In Liguria si fa abbastanza per mitigare il rischio?

Si fa molto su parte idraulica a valle, che richiede interventi strutturali molto complessi, ma sui versanti di solito si fanno solo interventi ex post, per sanare un problema in condizioni di emergenza. Invece bisogna intervenire in prevenzione, partendo dalle situazioni più critiche. Se non si fa questo ci troveremo ogni anno con le stesse immagini e gli stessi problemi, e a volte qualcuno perde la vita.

L’abusivismo edilizio è parte del problema?

Il nostro territorio è pesantemente insediato, certamente non con gli stessi problemi di Ischia, dove ci sono sei Comuni tutti senza piano regoltore. Qui abbiamo una pianificazione esistente, vigente e ottimale, anche se manca una valutazione più di dettaglio su fenomeni a sviluppo rapido. Certo, anche il modo in cui abbiamo insediato il territorio è una concausa.
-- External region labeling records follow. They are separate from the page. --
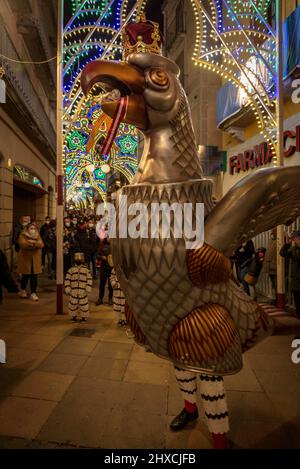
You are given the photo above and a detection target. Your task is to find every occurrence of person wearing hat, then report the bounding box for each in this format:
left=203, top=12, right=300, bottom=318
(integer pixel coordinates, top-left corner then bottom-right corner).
left=65, top=252, right=93, bottom=321
left=280, top=231, right=300, bottom=318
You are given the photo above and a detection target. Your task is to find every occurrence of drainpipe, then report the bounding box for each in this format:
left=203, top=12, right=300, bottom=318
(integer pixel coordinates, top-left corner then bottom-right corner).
left=276, top=0, right=285, bottom=309
left=56, top=0, right=64, bottom=314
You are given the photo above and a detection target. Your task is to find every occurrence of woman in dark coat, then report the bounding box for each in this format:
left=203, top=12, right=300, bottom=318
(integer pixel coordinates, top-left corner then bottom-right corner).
left=0, top=250, right=19, bottom=303
left=280, top=231, right=300, bottom=318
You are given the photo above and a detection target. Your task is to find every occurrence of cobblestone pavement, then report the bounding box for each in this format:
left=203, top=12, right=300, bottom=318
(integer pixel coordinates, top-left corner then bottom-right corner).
left=0, top=280, right=300, bottom=449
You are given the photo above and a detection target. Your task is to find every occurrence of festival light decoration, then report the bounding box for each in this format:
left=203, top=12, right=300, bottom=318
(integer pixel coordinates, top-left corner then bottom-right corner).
left=191, top=0, right=277, bottom=163
left=63, top=0, right=146, bottom=208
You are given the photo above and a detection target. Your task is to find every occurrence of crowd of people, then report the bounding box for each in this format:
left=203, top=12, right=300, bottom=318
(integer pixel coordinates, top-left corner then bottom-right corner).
left=0, top=212, right=126, bottom=325
left=0, top=212, right=300, bottom=325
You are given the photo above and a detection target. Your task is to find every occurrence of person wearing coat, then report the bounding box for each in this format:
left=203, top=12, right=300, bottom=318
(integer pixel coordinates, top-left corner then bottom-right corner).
left=280, top=231, right=300, bottom=318
left=18, top=223, right=44, bottom=301
left=0, top=250, right=19, bottom=303
left=65, top=252, right=93, bottom=322
left=96, top=238, right=113, bottom=306
left=110, top=269, right=126, bottom=326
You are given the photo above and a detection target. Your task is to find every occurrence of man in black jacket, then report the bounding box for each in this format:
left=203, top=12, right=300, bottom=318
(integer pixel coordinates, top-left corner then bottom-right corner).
left=0, top=250, right=19, bottom=303
left=234, top=239, right=255, bottom=295
left=96, top=238, right=113, bottom=306
left=280, top=231, right=300, bottom=318
left=40, top=217, right=51, bottom=269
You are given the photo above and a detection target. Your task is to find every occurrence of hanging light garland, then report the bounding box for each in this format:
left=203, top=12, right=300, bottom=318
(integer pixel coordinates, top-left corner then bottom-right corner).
left=191, top=0, right=276, bottom=162
left=63, top=0, right=146, bottom=207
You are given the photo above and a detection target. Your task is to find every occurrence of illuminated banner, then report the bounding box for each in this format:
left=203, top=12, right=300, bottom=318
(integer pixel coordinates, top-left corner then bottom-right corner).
left=229, top=125, right=300, bottom=175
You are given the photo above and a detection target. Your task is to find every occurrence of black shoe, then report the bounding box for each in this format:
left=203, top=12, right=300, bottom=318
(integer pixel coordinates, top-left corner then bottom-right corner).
left=170, top=409, right=199, bottom=432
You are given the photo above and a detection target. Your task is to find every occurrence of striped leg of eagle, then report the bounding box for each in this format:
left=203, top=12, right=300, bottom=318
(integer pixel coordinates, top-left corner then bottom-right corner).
left=175, top=366, right=229, bottom=435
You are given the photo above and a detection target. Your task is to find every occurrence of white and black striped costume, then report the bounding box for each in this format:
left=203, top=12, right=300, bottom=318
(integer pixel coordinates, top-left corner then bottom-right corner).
left=65, top=265, right=93, bottom=318
left=175, top=366, right=229, bottom=434
left=110, top=269, right=126, bottom=321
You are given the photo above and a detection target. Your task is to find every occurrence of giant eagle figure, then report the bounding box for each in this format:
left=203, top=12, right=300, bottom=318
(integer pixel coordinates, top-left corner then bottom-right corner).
left=81, top=14, right=300, bottom=375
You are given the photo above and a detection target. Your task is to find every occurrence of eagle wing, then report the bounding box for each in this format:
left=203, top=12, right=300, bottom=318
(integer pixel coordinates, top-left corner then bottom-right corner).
left=205, top=165, right=300, bottom=256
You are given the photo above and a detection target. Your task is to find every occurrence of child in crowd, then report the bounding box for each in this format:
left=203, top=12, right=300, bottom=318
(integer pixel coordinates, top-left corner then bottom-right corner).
left=110, top=269, right=126, bottom=326
left=65, top=252, right=93, bottom=322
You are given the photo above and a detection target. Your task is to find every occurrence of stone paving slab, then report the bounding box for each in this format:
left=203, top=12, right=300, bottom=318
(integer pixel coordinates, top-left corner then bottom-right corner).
left=105, top=408, right=166, bottom=448
left=12, top=371, right=74, bottom=402
left=79, top=357, right=128, bottom=381
left=1, top=347, right=48, bottom=370
left=2, top=332, right=61, bottom=352
left=0, top=397, right=56, bottom=438
left=124, top=361, right=170, bottom=384
left=92, top=342, right=133, bottom=360
left=0, top=280, right=300, bottom=449
left=37, top=352, right=88, bottom=376
left=55, top=337, right=97, bottom=355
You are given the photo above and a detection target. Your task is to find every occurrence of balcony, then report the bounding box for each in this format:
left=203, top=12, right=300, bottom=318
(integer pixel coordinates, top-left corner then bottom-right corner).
left=0, top=25, right=56, bottom=157
left=166, top=3, right=185, bottom=52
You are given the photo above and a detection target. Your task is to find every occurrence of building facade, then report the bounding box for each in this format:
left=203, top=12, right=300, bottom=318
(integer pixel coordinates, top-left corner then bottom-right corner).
left=0, top=0, right=57, bottom=259
left=162, top=0, right=222, bottom=197
left=217, top=0, right=300, bottom=305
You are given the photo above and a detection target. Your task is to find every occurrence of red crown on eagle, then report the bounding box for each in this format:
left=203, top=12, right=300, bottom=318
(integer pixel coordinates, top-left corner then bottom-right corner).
left=123, top=13, right=163, bottom=60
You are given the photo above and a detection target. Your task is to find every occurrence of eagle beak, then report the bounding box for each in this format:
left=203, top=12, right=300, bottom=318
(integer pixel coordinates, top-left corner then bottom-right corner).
left=81, top=60, right=148, bottom=130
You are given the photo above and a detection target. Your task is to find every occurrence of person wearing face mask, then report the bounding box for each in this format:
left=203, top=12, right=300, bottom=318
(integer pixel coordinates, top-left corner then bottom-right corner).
left=18, top=223, right=44, bottom=301
left=280, top=231, right=300, bottom=318
left=63, top=217, right=79, bottom=275
left=44, top=220, right=56, bottom=280
left=75, top=221, right=92, bottom=266
left=263, top=228, right=277, bottom=299
left=13, top=215, right=31, bottom=252
left=40, top=217, right=51, bottom=269
left=87, top=219, right=99, bottom=279
left=72, top=217, right=78, bottom=229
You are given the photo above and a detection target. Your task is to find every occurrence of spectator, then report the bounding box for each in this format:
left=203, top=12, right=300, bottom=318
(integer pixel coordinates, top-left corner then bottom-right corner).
left=0, top=250, right=19, bottom=303
left=40, top=217, right=51, bottom=269
left=65, top=252, right=92, bottom=321
left=13, top=215, right=31, bottom=252
left=87, top=218, right=99, bottom=279
left=280, top=231, right=300, bottom=318
left=110, top=269, right=126, bottom=326
left=234, top=239, right=255, bottom=295
left=44, top=220, right=56, bottom=280
left=96, top=238, right=113, bottom=306
left=264, top=229, right=277, bottom=297
left=75, top=222, right=93, bottom=266
left=18, top=223, right=44, bottom=301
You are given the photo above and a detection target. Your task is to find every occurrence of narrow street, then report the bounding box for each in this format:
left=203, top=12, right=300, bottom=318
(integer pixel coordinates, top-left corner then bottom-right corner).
left=0, top=279, right=300, bottom=449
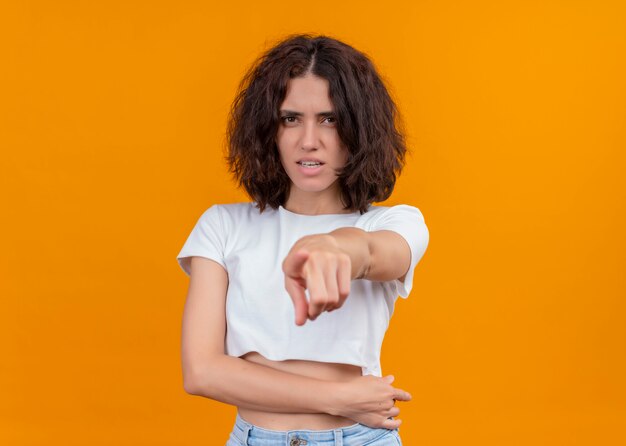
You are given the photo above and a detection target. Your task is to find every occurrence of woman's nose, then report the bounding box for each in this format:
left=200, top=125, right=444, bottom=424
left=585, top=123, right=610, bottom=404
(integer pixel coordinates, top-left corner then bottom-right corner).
left=302, top=122, right=319, bottom=150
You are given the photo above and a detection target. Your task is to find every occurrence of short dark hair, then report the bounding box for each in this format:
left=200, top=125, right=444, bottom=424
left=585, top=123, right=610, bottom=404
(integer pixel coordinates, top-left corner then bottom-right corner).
left=226, top=34, right=406, bottom=213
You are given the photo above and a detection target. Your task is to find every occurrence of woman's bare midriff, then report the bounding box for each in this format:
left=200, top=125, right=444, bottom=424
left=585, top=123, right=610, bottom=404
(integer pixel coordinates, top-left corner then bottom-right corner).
left=238, top=352, right=362, bottom=430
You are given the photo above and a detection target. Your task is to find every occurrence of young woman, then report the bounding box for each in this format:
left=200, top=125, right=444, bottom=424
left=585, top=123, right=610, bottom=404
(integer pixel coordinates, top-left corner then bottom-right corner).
left=178, top=35, right=429, bottom=446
Le colate detritiche possono essere innescate da un’errata regimazione acque di una strada: per questo la manutenzione delle caditoie lungo strade è elemento essenziale, le acque vanno a concentrarsi dove non dovrebbero e allora poi si muove una frana. Di esempi del genere è piena l’Italia, non solo la Liguria.

A parte gli edifici abusivi già colpiti da specifiche ordinanze, le amministrazioni dovrebbero prendere in considerazione demolizioni diffuse?

Si può ragionare su questo aspetto solo a valle di un monitoraggio. Se si individuano situazioni ad alto rischio con abusivismo prevalente è giusto farlo.